By Jonathon Van Maren
If you are a parent, you might be forgiven for thinking that Valentine’s Day is a pretty innocent holiday — and that there aren’t many ways for LGBT activists to turn it into an affirmation of their agenda. And if you’re a parent who sends their children to a Catholic school, you might assume that ideology might be left out of any activities entirely. You would be wrong.
A glowing report from Canada’s taxpayer-funded state broadcaster, the CBC, noted that thirty students at the Archbishop M.C. O’Neill Catholic High School in Regina, Saskatchewan, launched a campaign to send Valentine’s Day cards to various people who identify as transgender around the world. The students, who are members of the Catholic school’s Gay-Straight Alliance club, sent out 100 cards.

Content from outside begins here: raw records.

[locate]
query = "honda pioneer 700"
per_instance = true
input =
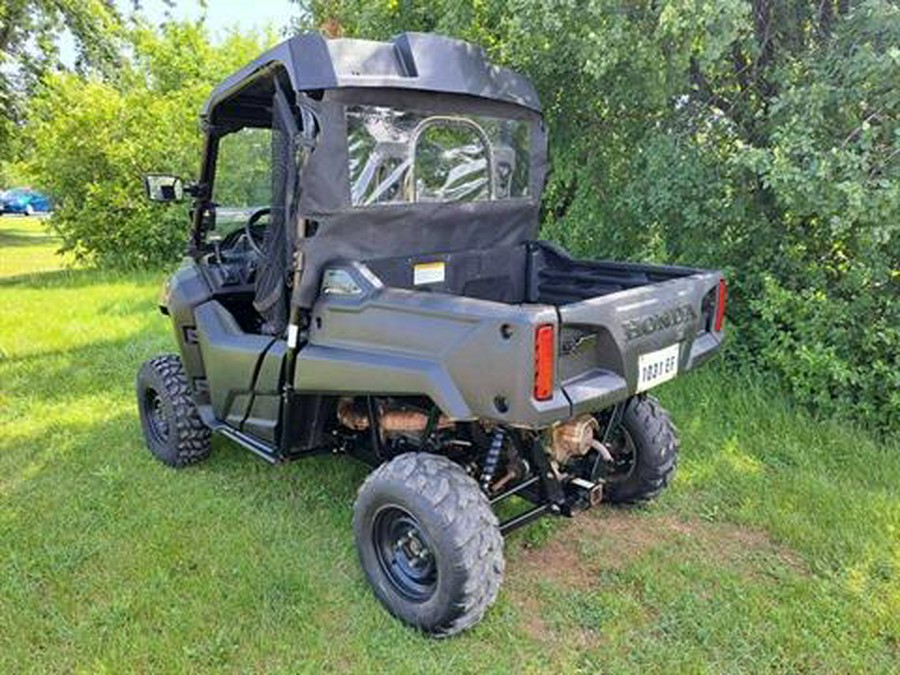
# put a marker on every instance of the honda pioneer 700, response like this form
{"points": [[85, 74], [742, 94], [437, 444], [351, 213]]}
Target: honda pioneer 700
{"points": [[363, 276]]}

According to club leader Corrine Pirot, the project was piloted by a Regina man named Ken Mullock in 2021, and the Catholic school students decided to join in. Last December, Mullock had launched the drive to send out cards with a TikTok video because people “might be called by the wrong name or misgendered during the holidays.”
“Misgendering” is a term used by LGBT activists to describe referring to a person by their biological sex rather than their chosen gender identity; “deadnaming” refers to the practice of calling somebody by their given name, rather than the name they choose after identifying as a different gender. LGBT activists refer to this as a form of violence. As the saying goes: Right-wing speech is violence, left-wing violence is speech.

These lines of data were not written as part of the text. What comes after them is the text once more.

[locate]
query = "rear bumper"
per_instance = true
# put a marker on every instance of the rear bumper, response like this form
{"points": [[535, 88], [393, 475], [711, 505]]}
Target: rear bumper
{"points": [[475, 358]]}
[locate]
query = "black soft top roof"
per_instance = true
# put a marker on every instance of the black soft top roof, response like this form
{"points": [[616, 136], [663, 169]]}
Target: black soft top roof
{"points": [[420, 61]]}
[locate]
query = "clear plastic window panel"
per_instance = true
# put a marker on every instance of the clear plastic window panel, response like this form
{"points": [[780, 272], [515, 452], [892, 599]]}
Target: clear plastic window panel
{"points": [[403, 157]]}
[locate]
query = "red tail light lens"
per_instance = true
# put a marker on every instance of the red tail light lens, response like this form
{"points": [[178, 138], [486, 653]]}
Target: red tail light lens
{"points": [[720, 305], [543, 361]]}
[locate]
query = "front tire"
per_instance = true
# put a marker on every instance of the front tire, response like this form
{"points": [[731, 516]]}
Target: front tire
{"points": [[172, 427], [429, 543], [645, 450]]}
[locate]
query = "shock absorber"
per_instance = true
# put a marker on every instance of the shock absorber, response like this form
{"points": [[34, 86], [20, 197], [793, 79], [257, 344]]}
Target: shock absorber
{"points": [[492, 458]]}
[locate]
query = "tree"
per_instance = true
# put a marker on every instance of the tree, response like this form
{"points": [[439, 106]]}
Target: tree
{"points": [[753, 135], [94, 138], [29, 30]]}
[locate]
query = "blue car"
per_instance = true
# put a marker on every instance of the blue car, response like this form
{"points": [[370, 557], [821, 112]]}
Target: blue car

The Catholic school students, who did not pick up on the campaign in time to send out holiday cards, decided to send out Valentine’s Day cards instead. “It’s not often that [the students] get a chance to give back,” Pirot told the CBC. “So to have something like this, that they can totally relate to, was really, really important for the group. We’ve done a few other things in the community, but nothing to this extent.”
The students collected names, preferred pronouns, and other information, and then sent cards around the world. “[Students] were able to affirm and value people just in the way that they want to be affirmed and valued,” Pirot said.